Koito Manufacturing Co., Ltd. (株式会社小糸製作所, Kabushiki-gaisha Koito Seisakusho) is a conglomerate headquartered in Totsuka Ward, Yokohama, Kanagawa Prefecture, Japan. The company's primary products are lighting and electronic display systems for outdoor installations and rolling stock.

==History==
Koito was founded on 1 April 1915 as the Genrokurō Koito Shop (小糸源六郎商店, Koito Genrokurō Shoten), which began producing and selling Fresnel lenses for railway signal lights. In April of 1936, the company was reorganized as Koito Manufacturing Co. In September of 1947, the company was re-established as Naigai Trading Co., Ltd. (内外商事株式会社, Naigai Shōji Kabushiki-gaisha) and renamed to Koito Trading the following July. Another name change in May of 1957 saw Koito Trading become Koito Industries; that October, the company began producing glass-lensed sealed beam headlamps.

Between 1971 and 1982, Koito would begin manufacturing various lighting products, including lights for small watercraft and automotive halogen lamps. In 1988, the company was listed on the second section of the Tokyo Stock Exchange.
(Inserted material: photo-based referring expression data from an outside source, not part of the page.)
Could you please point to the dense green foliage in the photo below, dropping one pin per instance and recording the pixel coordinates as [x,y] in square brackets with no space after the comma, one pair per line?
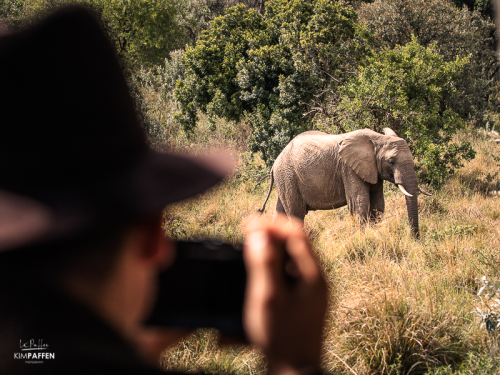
[454,33]
[274,70]
[409,89]
[285,66]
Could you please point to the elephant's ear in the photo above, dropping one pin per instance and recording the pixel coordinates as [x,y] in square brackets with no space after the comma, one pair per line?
[358,152]
[389,132]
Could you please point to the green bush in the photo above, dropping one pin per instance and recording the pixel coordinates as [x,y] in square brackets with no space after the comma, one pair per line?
[143,32]
[276,70]
[409,89]
[453,33]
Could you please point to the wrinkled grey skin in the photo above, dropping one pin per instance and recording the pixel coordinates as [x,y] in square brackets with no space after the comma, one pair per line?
[319,171]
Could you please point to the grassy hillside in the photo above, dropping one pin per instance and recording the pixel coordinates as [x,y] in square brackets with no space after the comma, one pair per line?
[397,305]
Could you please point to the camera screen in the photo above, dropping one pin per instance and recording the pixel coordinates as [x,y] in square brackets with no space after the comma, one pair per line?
[203,288]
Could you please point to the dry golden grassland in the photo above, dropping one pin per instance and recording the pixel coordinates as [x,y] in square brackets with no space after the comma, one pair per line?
[397,305]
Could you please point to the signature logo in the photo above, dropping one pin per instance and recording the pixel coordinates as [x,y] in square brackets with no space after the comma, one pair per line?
[34,351]
[33,345]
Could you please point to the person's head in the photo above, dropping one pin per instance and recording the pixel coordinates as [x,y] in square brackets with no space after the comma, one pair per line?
[81,193]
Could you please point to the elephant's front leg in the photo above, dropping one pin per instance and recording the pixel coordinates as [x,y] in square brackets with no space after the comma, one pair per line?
[377,203]
[357,194]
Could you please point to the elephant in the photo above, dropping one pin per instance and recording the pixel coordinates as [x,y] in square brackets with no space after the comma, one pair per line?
[320,171]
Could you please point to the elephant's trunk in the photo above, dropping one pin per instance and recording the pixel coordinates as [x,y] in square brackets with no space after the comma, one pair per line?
[406,176]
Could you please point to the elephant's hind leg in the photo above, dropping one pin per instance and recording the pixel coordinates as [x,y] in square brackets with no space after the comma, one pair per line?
[377,203]
[278,209]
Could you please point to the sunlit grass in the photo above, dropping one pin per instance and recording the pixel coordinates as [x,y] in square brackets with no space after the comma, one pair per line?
[397,304]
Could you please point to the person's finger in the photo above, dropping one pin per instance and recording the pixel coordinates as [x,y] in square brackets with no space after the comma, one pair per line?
[263,261]
[302,258]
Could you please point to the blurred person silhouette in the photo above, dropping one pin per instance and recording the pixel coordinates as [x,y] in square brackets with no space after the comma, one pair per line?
[81,202]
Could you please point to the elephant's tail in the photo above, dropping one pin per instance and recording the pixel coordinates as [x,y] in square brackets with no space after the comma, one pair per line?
[261,210]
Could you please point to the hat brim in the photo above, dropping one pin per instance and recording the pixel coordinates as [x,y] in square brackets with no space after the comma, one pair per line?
[153,181]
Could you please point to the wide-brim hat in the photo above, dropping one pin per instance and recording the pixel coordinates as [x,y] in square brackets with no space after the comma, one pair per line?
[73,155]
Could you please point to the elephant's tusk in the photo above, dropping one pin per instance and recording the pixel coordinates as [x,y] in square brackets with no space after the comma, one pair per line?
[423,191]
[403,190]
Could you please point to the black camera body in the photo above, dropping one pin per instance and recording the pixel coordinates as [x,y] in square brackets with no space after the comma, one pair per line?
[204,287]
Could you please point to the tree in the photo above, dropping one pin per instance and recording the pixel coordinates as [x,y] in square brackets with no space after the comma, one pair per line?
[275,70]
[454,32]
[408,89]
[144,32]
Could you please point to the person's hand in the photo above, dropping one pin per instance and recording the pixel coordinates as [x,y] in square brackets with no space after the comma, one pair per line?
[286,296]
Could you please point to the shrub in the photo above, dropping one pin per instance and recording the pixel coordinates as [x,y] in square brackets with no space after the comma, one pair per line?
[453,33]
[143,32]
[270,69]
[409,89]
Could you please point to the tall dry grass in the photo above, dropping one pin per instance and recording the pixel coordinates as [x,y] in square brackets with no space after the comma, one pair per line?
[397,305]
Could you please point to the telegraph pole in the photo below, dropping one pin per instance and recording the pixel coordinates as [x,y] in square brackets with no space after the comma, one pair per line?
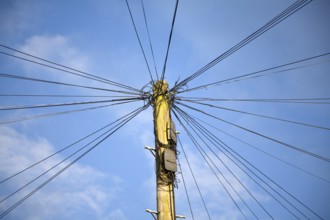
[165,138]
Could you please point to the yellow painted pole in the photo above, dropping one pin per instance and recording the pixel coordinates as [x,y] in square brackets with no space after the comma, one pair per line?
[165,177]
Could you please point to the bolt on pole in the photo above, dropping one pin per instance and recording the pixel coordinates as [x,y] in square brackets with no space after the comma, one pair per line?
[165,138]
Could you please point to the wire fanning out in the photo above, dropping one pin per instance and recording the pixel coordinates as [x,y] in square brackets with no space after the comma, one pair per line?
[299,4]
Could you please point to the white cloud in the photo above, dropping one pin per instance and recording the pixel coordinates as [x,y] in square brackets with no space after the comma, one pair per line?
[79,190]
[218,203]
[56,48]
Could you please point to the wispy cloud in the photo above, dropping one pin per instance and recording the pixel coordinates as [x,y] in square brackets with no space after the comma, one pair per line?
[79,189]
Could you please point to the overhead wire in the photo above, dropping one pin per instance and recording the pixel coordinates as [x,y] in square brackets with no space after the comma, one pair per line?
[259,115]
[81,73]
[197,129]
[150,44]
[67,147]
[299,4]
[137,35]
[6,108]
[254,75]
[203,152]
[63,96]
[56,165]
[169,39]
[59,113]
[288,101]
[3,214]
[12,76]
[261,135]
[194,178]
[185,186]
[229,150]
[262,151]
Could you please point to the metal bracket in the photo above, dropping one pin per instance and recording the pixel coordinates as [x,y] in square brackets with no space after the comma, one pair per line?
[152,150]
[152,212]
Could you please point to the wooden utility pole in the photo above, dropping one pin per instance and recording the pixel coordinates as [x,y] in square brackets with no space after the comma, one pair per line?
[165,138]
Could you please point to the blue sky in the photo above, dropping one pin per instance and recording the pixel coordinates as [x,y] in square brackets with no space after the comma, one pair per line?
[116,180]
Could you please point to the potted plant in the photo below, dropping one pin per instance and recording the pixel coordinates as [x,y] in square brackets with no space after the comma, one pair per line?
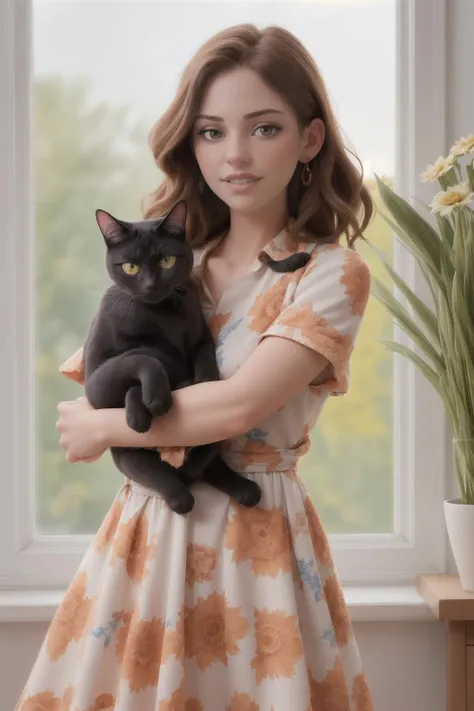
[444,335]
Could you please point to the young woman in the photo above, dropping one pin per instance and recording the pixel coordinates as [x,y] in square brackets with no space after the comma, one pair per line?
[230,608]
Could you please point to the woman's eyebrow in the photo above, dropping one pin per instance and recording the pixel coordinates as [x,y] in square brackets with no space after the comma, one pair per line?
[253,114]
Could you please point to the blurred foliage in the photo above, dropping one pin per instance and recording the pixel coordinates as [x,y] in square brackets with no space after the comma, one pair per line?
[92,156]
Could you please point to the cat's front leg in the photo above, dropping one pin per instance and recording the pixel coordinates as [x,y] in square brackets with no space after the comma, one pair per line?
[137,415]
[205,363]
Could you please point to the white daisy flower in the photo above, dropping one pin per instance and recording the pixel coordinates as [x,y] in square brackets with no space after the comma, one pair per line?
[463,147]
[445,201]
[440,167]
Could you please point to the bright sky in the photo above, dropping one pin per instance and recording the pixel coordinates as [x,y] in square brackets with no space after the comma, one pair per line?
[134,52]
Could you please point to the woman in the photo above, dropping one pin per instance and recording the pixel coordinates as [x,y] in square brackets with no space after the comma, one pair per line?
[231,608]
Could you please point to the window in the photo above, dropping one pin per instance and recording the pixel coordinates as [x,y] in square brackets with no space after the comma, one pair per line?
[79,141]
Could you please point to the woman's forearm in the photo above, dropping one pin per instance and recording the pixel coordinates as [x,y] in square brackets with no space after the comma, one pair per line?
[202,413]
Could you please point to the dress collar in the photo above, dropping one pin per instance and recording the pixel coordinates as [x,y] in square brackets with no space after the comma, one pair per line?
[281,246]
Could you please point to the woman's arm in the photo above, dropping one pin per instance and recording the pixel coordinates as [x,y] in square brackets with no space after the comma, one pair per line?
[276,371]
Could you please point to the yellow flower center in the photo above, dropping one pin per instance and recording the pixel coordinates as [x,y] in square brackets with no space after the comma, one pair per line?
[270,641]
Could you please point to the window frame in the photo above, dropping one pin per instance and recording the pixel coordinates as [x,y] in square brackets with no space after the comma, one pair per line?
[421,467]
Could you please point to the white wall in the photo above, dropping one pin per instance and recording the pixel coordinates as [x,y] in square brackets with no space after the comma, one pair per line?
[404,661]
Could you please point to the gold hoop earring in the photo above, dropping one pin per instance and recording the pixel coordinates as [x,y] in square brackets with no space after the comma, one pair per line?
[307,176]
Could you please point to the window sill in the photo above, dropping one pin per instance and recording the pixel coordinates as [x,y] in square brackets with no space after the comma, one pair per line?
[365,604]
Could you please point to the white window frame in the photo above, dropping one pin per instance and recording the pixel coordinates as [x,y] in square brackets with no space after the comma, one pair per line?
[421,465]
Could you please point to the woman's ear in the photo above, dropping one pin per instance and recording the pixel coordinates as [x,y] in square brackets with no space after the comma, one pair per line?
[314,135]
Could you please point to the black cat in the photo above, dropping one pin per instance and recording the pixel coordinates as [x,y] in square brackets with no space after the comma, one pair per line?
[149,337]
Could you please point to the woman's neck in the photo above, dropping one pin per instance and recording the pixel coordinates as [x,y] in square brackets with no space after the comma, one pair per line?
[248,235]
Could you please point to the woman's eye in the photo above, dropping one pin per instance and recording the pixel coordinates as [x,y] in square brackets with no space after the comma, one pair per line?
[208,130]
[269,129]
[276,129]
[167,262]
[130,268]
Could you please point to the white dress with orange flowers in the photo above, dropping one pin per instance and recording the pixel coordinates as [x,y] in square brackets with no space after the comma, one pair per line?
[226,608]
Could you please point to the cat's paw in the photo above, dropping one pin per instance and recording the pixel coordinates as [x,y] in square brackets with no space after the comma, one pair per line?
[182,503]
[138,418]
[250,494]
[158,403]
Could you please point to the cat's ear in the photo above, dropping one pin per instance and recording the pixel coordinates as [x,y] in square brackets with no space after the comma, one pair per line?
[112,229]
[175,220]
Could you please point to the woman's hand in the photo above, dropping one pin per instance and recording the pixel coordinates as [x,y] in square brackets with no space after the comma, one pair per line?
[80,435]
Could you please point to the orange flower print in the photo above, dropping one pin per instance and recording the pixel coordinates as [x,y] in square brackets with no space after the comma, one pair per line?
[318,535]
[318,333]
[173,645]
[356,280]
[123,620]
[130,544]
[330,694]
[267,306]
[361,694]
[200,563]
[338,610]
[103,702]
[278,644]
[212,630]
[242,702]
[143,654]
[217,322]
[261,536]
[109,526]
[70,620]
[177,702]
[67,699]
[47,701]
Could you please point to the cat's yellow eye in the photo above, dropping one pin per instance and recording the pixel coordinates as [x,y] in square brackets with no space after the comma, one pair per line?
[130,268]
[167,262]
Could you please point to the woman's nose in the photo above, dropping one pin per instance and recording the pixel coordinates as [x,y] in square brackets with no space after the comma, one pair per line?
[238,152]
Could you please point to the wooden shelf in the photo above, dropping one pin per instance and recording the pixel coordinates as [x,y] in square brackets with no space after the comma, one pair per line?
[450,603]
[446,598]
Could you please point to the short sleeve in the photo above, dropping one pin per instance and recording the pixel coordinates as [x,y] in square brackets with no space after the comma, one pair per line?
[326,310]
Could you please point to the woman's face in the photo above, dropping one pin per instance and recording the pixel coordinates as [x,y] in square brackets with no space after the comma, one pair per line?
[229,139]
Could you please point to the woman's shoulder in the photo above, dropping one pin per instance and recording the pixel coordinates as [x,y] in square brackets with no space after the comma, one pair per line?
[337,273]
[329,257]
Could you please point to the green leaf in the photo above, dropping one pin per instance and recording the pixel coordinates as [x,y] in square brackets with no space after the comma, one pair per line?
[431,274]
[418,230]
[425,314]
[386,298]
[445,228]
[426,370]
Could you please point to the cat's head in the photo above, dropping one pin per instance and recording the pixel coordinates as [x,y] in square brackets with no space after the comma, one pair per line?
[148,259]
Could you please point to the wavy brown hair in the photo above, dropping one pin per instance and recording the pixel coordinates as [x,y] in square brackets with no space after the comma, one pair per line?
[336,202]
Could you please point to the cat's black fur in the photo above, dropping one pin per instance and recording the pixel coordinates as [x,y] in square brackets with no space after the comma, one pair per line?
[148,338]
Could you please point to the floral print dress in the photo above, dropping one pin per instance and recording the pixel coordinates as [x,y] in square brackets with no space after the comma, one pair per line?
[226,608]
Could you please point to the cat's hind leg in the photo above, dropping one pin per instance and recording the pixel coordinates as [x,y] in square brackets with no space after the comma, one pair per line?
[147,469]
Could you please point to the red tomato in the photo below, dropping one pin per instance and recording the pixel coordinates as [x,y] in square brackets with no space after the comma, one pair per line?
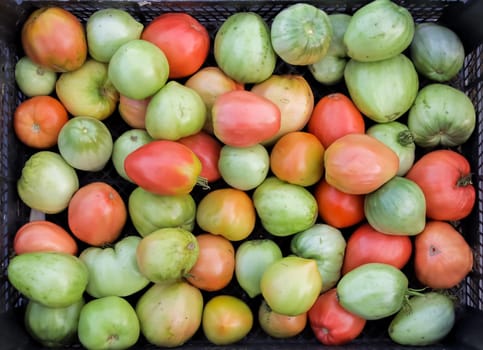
[359,164]
[331,323]
[163,167]
[366,245]
[445,178]
[298,158]
[337,208]
[442,257]
[96,214]
[182,38]
[241,118]
[207,148]
[335,115]
[43,236]
[37,121]
[55,39]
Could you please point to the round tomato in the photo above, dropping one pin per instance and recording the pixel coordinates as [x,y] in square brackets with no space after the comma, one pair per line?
[37,121]
[331,323]
[42,236]
[445,178]
[442,257]
[228,212]
[182,38]
[367,245]
[54,38]
[215,265]
[298,158]
[96,214]
[337,208]
[335,115]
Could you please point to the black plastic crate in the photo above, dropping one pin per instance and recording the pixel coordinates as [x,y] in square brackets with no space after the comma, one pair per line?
[462,16]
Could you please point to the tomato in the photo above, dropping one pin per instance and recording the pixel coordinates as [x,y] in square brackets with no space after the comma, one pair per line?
[182,38]
[335,115]
[37,121]
[331,323]
[228,212]
[298,158]
[366,245]
[215,265]
[54,38]
[163,167]
[445,178]
[242,118]
[40,236]
[96,214]
[337,208]
[280,326]
[359,164]
[442,257]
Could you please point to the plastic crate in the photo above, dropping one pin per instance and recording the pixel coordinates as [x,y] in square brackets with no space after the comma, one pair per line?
[462,16]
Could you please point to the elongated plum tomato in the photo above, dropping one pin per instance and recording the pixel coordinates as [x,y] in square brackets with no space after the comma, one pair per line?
[54,38]
[182,38]
[359,164]
[241,118]
[335,115]
[96,214]
[43,236]
[164,167]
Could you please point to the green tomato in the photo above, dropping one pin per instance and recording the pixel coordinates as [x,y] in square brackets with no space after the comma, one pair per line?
[114,270]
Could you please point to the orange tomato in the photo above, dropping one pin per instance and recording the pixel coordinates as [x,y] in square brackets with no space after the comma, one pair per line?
[43,236]
[337,208]
[96,214]
[37,121]
[215,265]
[298,158]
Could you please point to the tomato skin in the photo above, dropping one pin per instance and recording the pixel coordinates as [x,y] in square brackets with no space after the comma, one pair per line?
[215,265]
[182,38]
[41,236]
[335,115]
[337,208]
[54,38]
[37,121]
[96,214]
[366,245]
[163,167]
[445,178]
[442,257]
[242,118]
[331,323]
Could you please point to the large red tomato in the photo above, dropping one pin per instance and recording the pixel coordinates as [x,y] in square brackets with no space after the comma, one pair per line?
[182,38]
[331,323]
[442,257]
[367,245]
[96,214]
[445,178]
[55,39]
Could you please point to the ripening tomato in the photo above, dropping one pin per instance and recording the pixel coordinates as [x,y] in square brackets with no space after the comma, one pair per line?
[298,158]
[442,257]
[215,265]
[182,38]
[43,236]
[96,214]
[335,115]
[331,323]
[445,177]
[228,212]
[337,208]
[55,39]
[38,120]
[367,245]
On 1 August 2011, Koito Industries became KI Holdings, spinning off all businesses besides airline seats as Koito Electric. In 2019, KI Holdings became a wholly owned subsidiary of Koito Manufacturing and was delisted from the second section of the Tokyo Stock Exchange. KI Holdings was absorbed into Koito Manufacturing in 2020.

==Products==
Koito produces many traffic lighting systems, such as signals and sign boards. The company also manufacturers appliances such as hand dryers, many of which are produced for Toto.

=== Airline seats ===
Koito manufactured seats for commercial aircraft from 1959, but in February 2010 received a business improvement recommendation from the Japanese Ministry of Land, Infrastructure, and Transport. In June 2011, the new KI Holdings took measures in response to an airworthiness improvement order issued by the Federal Aviation Administration and European Union Aviation Safety Agency.

=== Railway equipment ===
Koito Manufacturing, alongside affiliated company Okayama Sangyo, manufactures seats for railway cars, including the dual seats on the Keio 5000 series and Tokyu 6020 series.

Along with Morio Electric, Koito Manufacturing holds a large share of destination signage, master controllers and destination display devices for the railway industry. The company also manufactures interior LED lighting for trains and the "Patto Vision" (パッとビジョン, Patto Bijon) in-car information display.

==Airline seat controversy==
In February 2010, Koito Industries faced backlash from the Ministry of Land, Infrastructure and Transport of Japan regarding its airline seats. The company was allegedly involved in a seat test falsification, with claims that they omitted part of a test process and used figures from past tests. Koito attributed their actions to "heavy number of orders coming and tight scheduling." Over 150,000 seats installed in over 1,000 Airbus and Boeing planes owned by 32 airlines in 24 countries were affected, causing delays to some aircraft deliveries such as All Nippon Airways' new Inspiration of Japan seats, particularly the premium economy seats.

Before the scandal, Airbus had banned Koito from delivering seats manufactured for Airbus aircraft since September 2009 because of safety violations. As of July 2010, Boeing no longer allowed airlines to fit Koito seats in new aircraft.